Monday, October 1, 2012

Druidism - Religious Beliefs of Ancient Celtic people



    Druidism is the religious beliefs and practices of the ancient Celtic peoples of Western Europe prior to Christianity. 
Along with belief in one main God the Druids also worshiped a number of lesser divinities such as the Gods of: sun, animals, war, fertility, the river, smith craft and sovereignty, as Pagans did. They also worshiped some Gods similar to those of the Greeks and Romans under different names. But unlike the Greeks and Romans they did not have clearly defined images to represent the object of their worship and they did not meet in temples or any other form of building to hold their rites.

Instead, Druids had a sacred place consisting of a circle of stones, usually near a stream, under a grove or situated near a widespread oak. They met in woods and glens because they held a high respect for nature, believing that their spirits emerged from the tides, the sea, light, wind, the sun and the oak tree.

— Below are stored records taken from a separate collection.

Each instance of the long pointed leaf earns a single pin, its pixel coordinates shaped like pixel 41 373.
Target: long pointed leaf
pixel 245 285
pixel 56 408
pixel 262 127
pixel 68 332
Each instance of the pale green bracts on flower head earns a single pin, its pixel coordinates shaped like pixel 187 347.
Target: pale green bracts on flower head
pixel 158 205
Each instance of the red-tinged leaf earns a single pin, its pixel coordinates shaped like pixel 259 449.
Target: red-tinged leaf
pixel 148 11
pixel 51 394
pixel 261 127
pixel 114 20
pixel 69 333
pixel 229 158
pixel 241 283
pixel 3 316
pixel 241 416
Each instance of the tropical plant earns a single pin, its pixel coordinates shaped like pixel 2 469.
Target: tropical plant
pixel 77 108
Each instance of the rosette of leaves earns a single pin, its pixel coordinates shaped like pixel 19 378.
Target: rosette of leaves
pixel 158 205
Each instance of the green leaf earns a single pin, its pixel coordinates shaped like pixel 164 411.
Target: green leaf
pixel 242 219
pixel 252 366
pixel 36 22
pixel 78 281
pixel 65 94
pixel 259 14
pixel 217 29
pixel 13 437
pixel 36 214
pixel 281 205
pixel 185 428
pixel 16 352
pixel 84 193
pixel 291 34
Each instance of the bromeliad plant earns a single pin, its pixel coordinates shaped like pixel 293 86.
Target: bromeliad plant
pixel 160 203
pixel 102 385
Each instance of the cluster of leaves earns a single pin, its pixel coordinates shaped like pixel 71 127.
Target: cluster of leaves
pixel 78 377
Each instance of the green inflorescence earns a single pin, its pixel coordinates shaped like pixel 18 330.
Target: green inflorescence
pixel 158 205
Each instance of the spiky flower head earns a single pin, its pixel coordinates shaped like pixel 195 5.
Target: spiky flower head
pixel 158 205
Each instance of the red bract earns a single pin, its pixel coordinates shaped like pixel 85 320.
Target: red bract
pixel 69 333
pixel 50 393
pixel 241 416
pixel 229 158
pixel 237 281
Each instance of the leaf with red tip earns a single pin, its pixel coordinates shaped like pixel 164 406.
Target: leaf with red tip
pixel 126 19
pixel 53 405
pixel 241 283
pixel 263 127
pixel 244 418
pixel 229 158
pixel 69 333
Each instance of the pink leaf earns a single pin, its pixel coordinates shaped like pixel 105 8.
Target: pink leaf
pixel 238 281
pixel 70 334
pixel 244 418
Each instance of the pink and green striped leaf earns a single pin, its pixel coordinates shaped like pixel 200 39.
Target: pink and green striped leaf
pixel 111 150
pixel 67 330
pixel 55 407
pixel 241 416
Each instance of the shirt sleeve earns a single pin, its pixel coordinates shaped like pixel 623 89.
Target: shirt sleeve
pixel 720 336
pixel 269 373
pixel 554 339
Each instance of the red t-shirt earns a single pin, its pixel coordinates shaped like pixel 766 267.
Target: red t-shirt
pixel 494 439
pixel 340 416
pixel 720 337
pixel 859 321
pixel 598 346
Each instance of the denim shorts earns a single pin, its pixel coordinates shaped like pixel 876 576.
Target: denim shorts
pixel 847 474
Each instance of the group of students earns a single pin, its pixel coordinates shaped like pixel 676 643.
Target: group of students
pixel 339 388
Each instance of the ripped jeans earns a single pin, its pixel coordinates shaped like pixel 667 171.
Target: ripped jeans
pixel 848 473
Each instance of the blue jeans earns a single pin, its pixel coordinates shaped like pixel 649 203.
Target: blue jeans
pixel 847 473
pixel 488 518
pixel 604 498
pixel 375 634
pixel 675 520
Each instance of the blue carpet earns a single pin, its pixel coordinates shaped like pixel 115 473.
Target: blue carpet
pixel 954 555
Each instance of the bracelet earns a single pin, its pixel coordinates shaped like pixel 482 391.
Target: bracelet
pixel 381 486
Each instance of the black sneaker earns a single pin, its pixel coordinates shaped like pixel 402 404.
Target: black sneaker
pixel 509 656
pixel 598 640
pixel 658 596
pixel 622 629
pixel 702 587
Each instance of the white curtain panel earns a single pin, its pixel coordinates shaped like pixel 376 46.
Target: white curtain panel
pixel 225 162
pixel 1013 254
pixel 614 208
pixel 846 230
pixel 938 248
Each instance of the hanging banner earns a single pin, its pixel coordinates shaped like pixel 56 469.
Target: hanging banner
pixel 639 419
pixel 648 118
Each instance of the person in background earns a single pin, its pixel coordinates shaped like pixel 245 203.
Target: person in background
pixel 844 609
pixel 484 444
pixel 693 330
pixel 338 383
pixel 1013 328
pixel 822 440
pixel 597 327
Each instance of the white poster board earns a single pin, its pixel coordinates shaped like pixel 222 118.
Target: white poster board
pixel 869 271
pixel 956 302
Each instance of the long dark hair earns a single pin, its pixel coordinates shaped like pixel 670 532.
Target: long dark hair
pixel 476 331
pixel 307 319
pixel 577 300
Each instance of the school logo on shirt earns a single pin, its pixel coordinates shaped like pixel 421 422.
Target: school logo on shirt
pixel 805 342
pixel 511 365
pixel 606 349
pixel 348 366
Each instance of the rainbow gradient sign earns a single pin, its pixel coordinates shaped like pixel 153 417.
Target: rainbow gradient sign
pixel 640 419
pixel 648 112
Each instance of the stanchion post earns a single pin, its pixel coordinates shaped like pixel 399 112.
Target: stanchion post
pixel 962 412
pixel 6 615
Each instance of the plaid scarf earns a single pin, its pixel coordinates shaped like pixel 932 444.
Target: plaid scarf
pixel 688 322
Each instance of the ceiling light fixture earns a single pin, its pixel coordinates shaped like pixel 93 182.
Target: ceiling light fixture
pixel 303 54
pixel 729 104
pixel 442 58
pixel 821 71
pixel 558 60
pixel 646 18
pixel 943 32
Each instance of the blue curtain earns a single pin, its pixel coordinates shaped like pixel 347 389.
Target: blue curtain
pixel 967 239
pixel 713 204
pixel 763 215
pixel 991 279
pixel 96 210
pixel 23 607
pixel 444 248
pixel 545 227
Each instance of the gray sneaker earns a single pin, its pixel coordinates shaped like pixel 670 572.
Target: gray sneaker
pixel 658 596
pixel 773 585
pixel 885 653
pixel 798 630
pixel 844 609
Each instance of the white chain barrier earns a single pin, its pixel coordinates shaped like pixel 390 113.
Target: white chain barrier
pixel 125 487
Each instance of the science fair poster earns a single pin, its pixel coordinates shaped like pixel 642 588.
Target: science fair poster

Similar to Pagans, the Druids held animal sacrifices in order to please the Gods. However, the Druids also sacrificed humans as well.
After a first century BC visit to Britain, the Romans came back with horrific stories about the Celts, they said the native Celts believe that the gods delight in the slaughter of prisoners and criminals, and when the supply of captives runs short, they sacrifice even the innocent.  Some sources suggest that the human sacrifices were voluntary. The First-century historian Pliny the Elder went further, suggesting the Celts practiced ritual cannibalism, eating their enemies' flesh as a source of spiritual and physical strength.

They participated in two main festivals each year. The first one was named Beltane (Fire God) and the second one was named Samhin (Fire of peace), celebrated on hallow’s Eve.

The Druids had strong beliefs the idea of death. As Pagans, they did not believe in Heaven or Hell. Rather they believed in re-incarnation of the soul into another form. They held a principal doctrine stating that the soul was immortal and passed at death from one person to another, thus they did not fear idea of death.

By nature, Druids were watchful and mindful of different aspects of life. They possessed a comprehensive knowledge on such things as poetry, architecture, literature, mythology, languages and folklore. In this fashion, they were incredibly learned, having gone through a rigorous education and were able to provide cultural and intellectual impute to their communities for the mutual benefit of all.

It is believed that there were three classes in Druidism who were an important cohesive force skilled in areas which most people were not. Of these three classes, the first are said to be the Ovates or Vates, who are said to be the philosophers and seers; the Bards, who are the storytellers, singers, historians; and Druids, who are the priests and judges.

The Ovates worked with the processes of death and regeneration. They were the native healers of the Celts. They specialized in divination, conversing with the ancestors, and prophesying the future. Bards were "the keepers of tradition, of the memory of the tribe - they were the custodians of the sacredness of the Word.

The Druids and Druidism formed the professional class in Celtic society. Druids possessed both political and legal powers and responsibilities to their communities and tribes. They were also capable of magical powers such as divination, prophesying, controlling the weather, levitation, shape-shifting and they possessed healing abilities.

Druidism which was a form of Celtic polytheism was declined in the Roman Empire period, by the emperor Claudius in 54 CE. It persisted somewhat longer in Britain and Ireland, where it gradually disappeared during Characterization, over the 5th to 6th centuries.